35. But no sooner doth the light of the tranquil intellect, appear in its brightness within the inward soul; than the flattering of the fickle spirit is put to flight, like the flickering of a lamp after it is extinguished.

36. There is no such thing as vibration nor suspension of the tranquil spirit; because the quiescent soul neither moves forward or backward, nor has its motion in any direction.

37. The soul that is neither unconscious of itself, nor has any vibration in it, is said to be calm and quiet; and as it remains in the state of its indifference to vibrations, and gains its forms of pure transparence, it is no more liable to its bondage in life, nor inquires its moksha liberation to set it free from regeneration.

38. The soul that is settled in itself (or the supreme soul), has no fear of bondage nor need of its liberation also; and the intellect being without its intellection, or having no object to dwell upon, becomes unconscious both of its Existence as well as extinction. (One that is absorbed in his self meditation, is unconscious of everything in-esse et non-esse).

39. He that is full in himself with the spirit of God, is equally ignorant both of his bondage and liberation; because the desire of being liberated, indicates want of one's self sufficiency and perfection (or rather the sense of his bondage, from which he wants to be liberated).

40. "Let me then have my equanimity and not my liberation." This desire is also a bondage in itself; and it is the unconsciousness of these, which is reckoned as our chief good. For know the Supreme state to be that, which is pure intelligence and without a shadow.

41. The restoration of the intellect to its proper form consists in divesting it of all its intelligibles; and that form of it (which is marked by desire or the prurient soul), is no more than the oscillation of the great Intellect. (All animal souls are vibrations of the Divine spirit).

42. That only is subject to bondage and liberation, which is seen and destructible in its nature (i.e. the visible and perishable body); and not the invisible soul, which take the name of ego, and has no position nor form or figure of itself.

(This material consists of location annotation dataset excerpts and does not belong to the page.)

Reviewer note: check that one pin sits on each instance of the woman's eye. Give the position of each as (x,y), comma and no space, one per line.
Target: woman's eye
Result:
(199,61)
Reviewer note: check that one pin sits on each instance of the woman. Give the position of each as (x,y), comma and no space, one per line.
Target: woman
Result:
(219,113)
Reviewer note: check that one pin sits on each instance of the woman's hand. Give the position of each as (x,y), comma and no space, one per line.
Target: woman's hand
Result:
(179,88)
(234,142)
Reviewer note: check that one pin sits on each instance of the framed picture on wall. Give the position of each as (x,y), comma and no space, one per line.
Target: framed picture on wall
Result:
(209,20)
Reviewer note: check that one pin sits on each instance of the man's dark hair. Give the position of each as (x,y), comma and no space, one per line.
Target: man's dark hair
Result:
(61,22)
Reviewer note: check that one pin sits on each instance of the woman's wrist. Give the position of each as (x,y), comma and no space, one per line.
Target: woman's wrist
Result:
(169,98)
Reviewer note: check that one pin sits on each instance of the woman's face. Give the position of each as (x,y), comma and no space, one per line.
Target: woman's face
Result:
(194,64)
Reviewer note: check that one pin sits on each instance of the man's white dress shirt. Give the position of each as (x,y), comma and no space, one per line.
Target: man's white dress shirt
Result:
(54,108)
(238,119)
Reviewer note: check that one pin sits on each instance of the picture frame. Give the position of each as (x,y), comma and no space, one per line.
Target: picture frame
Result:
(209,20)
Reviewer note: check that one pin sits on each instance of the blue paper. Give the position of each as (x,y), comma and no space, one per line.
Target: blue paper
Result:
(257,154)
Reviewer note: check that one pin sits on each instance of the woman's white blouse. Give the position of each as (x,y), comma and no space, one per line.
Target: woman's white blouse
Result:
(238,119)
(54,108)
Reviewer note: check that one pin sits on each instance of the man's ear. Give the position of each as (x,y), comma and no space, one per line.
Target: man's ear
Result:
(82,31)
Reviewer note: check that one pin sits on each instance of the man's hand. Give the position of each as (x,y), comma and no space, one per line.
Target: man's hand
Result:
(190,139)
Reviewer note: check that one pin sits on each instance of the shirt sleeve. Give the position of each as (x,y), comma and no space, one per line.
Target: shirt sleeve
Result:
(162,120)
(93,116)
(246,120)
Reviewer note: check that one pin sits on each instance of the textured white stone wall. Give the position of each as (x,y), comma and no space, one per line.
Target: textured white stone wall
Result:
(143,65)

43. We know not what thing it is, that is brought under or loosened from bondage by any one. It is not the pure desire which the wise form for themselves, and does not affect the body. (It is the vibration of mind acting upon the body, and causing its actions that subjects to Bondage).

44. It is therefore, that the wise practise the restraint of their respiring breath, in order to restraint their desires and actions; and being devoid of these, they become as the pure Intellect.

45. These being suppressed, the idea of the world is lost in the density of the intellect; because the thoughts of the mind, are caused by the vibration of the intellect only (and set in also in the same).

46. Thus there remains nothing, nor any action of the body or mind, except the vibration of the intellect; and the phenomenal world is no other, than a protracted dream from one sight to another. The learned are not deluded by these appearances, which they know to be exhibitions of their own minds.

47. Know in thy meditation within thyself that recondite soul, which gives rise to our consciousness of the essences of things, appearing incessantly before us; and in which all these phantasms of our brain, dissolve as dirt in the water; and in which all our perceptions and conceptions of the passing world are flowing on as in a perpetual stream.